FETÖ/PDY kumpaslarının görülmeyen mağdurları -6

FETÖ/PDY kumpaslarının görülmeyen mağdurları -6

Bir taraftan FETÖ/PDY kumpasları sonucu mahkûm edilmiş hayatlara dair her gün yaşanmış yeni bir trajik hikâye ortaya çıkarken, diğer taraftan da haksız ve hukuksuz uygulamalarla derdest edilenlerin yakınları seslerini duyurmaya çalışıyor.

Gerek 28 Şubatçıların gerekse de FETÖ/PDY’nin komplo ve kumpaslarıyla cezaevine konulan masum insanlar, adaletin tecelli edeceği günü beklerken aileleri ise mağduriyetlerini görmeyenlere seslerini duyurmaya çalışıyor.

İslami camialara yönelik sayısız komplo ve kumpaslara imza atan FETÖ/PDY’nin mağdur ettikleri arasında çokça gündeme gelmiş olan Elazığ İhya-Der dosyası da bulunuyor.

15 Temmuz Darbe Girişiminin ardından yapmış oldukları komplo ve kumpaslar daha net görülen FETÖ’nün hedefine aldığı Elazığ’da faaliyet yürüten İhya Eğitim Kültür Yardımlaşma ve Dayanışma Derneğinin (İhya-Der) yönetici, üye ve gönüllülerinden oluşan ve aralarında engelli ile yaşlıların bulunduğu 18 kişi 2009 yılında FETÖ’nün kumpası sonucu 150 yıl hapis cezasına çarptırılmıştı.

22 sanıklı dosyayı 8 aylık kısa bir sürede karara bağlayan Malatya Özel Yetkili Ağır ceza Mahkemesi üyeleri verdikleri kararın ardından taltif edildi. Almış oldukları cezalar üzerine 12 kişi ailesini terk edip yurtdışına göç etmek zorunda kalırken, 6 kişi ise kumpas sonucu verilen cezalarının tamamını yatmak zorunda bırakıldı.

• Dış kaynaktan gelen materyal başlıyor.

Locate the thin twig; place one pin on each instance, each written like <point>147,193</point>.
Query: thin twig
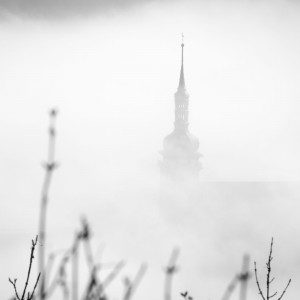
<point>14,283</point>
<point>49,166</point>
<point>257,282</point>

15 Temmuz darbe girişiminin ardından tutuklanan mahkeme üyelerinin karara bağlandığı dosya mağdurların başvurusu üzerine Yargıtay 16’ıncı Ceza Dairesi tarafından Mayıs ayında, sanıklar ve derneğin lehine karar verildi.

Yargıtay, dosyanın 'karar düzeltme yolu’yla düzeltmesine, yakalamaların kaldırılmasına, infazın durdurulmasına, tutuklu sanık varsa onların da serbest bırakılmasına karar vererek dosyayı Malatya 3’üncü Ağır Ceza Mahkemesine gönderdi. Ekim ayında dosya yeniden ele alınacak.

FETÖ’nün kirli kumpaslarının kurbanı olan İhya-Der gönüllüsü Avukat Mahmut Şahin, yaşadıkları mağduriyeti İLKHA’ya anlattı.

FETÖ/PDY hakim ve savcılarının verdiği kararların talimat ile verildiğini dile getiren Şahin, 28 Şubat öncesi ve sonrasında yapılan yargılamaların yeniden yapılması, yeniden yargılama sürecinde cezaevinde bulunanlarının infazının durdurulması gerektiğini söyledi.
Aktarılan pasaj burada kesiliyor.